The issue of the lack of female directors is dominating this year’s Cannes Film Festival. Part of this conversation is how movies get selected and who selects them. Is there a clear submission process? Is it mostly curated? Is it all about who Thierry Frémaux, the head of the festival, knows and likes and wants to see on his red carpet? The only way to figure out why year after year more women can’t get programmed here is to understand the process, which until now, has remained hidden. The women who organized the march of the 82 women were very savvy to tie a pledge for gender parity to the march to push Frémaux towards answering some of fundamental questions.
Yesterday, a full house gathered at the CNC tent on the beach on a rainy morning to witness this gender parity pledge being signed by Frémaux along with his colleagues at the Director’s Fortnight and Critics Week where they agreed to:
- Compile statistics according to gender, including the number of films submitted
- To identify the members of selection committees and programmers
- Make a commitment schedule to achieve parity on their board
Prior to the pledge signing there was a panel with women who have started organizations in different countries over the last several months in the wake of the reckoning rocking the film industry. There were representatives from Italy, Greece, and Spain, as well as the UK and the U.S. #TimesUp movements.
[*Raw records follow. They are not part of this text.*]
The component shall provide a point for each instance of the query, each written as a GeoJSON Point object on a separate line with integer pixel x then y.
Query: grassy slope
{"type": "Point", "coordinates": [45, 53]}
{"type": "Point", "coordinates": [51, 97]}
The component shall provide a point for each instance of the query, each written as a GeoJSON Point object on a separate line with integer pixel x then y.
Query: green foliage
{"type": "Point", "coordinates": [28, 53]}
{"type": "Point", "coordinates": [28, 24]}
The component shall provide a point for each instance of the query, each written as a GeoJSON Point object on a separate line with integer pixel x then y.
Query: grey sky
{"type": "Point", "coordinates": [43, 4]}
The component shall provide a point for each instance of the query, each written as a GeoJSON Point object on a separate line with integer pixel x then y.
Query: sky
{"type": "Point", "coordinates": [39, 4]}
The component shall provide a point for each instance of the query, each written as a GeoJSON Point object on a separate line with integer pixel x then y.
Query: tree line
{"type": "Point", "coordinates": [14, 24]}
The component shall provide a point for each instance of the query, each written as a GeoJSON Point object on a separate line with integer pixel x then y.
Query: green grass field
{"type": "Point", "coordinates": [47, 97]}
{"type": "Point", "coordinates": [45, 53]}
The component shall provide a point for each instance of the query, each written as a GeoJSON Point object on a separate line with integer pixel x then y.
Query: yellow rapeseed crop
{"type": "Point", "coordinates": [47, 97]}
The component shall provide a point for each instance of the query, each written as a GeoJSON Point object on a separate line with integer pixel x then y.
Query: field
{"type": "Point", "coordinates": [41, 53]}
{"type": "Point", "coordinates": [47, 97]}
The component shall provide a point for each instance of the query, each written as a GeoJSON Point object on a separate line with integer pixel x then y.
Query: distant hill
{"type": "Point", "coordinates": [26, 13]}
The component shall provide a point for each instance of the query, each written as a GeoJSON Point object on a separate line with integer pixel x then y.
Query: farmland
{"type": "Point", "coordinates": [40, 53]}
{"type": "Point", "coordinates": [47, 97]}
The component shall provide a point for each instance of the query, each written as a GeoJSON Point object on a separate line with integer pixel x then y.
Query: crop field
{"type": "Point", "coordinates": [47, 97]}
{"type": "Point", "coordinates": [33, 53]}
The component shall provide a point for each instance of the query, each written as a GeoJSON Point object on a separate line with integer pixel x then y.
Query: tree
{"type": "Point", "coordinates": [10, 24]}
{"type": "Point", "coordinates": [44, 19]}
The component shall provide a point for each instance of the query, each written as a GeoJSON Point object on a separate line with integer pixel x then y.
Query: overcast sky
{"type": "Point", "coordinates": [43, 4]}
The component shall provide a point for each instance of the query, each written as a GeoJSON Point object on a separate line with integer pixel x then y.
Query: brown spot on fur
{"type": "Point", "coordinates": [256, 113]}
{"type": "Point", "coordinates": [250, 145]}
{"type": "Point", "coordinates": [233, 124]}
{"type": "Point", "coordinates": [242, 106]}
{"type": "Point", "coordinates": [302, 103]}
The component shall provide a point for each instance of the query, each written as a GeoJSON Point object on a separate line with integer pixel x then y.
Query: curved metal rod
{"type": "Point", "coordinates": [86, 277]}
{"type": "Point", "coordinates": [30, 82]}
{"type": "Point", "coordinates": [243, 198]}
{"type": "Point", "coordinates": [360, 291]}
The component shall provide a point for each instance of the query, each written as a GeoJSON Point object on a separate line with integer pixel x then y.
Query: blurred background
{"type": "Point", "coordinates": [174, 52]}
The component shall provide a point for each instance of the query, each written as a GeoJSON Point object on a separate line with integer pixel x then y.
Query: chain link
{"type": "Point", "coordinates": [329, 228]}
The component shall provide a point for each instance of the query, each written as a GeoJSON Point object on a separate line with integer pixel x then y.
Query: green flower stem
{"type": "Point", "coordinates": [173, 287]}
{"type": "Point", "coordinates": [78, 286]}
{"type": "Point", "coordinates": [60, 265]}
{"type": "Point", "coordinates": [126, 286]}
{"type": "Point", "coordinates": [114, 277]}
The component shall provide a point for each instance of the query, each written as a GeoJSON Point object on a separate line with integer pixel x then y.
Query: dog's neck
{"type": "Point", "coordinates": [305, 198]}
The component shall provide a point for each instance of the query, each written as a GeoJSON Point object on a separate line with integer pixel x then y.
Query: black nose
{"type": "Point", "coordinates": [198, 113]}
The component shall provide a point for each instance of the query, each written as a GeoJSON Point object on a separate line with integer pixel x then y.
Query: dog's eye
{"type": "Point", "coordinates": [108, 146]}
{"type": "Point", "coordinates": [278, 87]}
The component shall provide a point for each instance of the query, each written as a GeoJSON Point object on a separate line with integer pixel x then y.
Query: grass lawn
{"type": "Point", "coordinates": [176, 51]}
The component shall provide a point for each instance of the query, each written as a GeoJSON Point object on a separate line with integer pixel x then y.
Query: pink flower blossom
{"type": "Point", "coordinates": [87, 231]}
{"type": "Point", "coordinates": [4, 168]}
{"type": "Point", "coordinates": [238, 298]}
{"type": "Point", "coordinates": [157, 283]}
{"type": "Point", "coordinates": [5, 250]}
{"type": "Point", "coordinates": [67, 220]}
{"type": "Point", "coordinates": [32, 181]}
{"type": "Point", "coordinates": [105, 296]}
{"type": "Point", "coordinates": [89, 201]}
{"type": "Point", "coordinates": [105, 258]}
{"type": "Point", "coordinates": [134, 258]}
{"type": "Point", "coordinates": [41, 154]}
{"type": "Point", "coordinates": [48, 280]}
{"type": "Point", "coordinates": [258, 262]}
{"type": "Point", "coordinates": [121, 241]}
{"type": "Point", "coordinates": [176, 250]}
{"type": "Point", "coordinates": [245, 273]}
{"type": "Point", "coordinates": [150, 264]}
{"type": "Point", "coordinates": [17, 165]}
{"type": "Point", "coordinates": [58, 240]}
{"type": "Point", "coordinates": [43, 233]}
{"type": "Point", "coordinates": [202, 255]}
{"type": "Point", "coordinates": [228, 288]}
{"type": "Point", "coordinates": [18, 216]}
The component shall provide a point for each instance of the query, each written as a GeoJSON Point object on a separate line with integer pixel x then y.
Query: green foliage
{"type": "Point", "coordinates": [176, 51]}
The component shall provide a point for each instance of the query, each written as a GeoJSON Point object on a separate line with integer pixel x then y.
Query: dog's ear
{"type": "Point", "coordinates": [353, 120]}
There is clearly very strong momentum to increase opportunities for women, to get a sense of the numbers in places where there have been no statistics previously, and to work together across borders to continue the push for change. But let’s not forget that there has been work going on for decades across the globe focused on this issue. Granted, this work hasn’t moved the dial enough, but it is important for the women who are new to this movement to make sure not to start over from the beginning and I encourage them to reach out to the people who have been working on this issue for some time. And a lot of the places on the forefront of this issue across the globe are women’s film festivals, which have been programming women directors for decades
When the time came for the signing of the pledge, it was clear that Frémaux was very uncomfortable. I am told he speaks perfect English, and yet he spoke only French and his comments were not translated. He made a couple of sexist joke and it seemed like he had never read the pledge before. It’s embarrassing. He is showing his lack of interest, and lack of understanding on this topic. But he signed, and now the key is to make sure that he is held accountable and, of course, to make sure there are more women-directed films in competition in the future.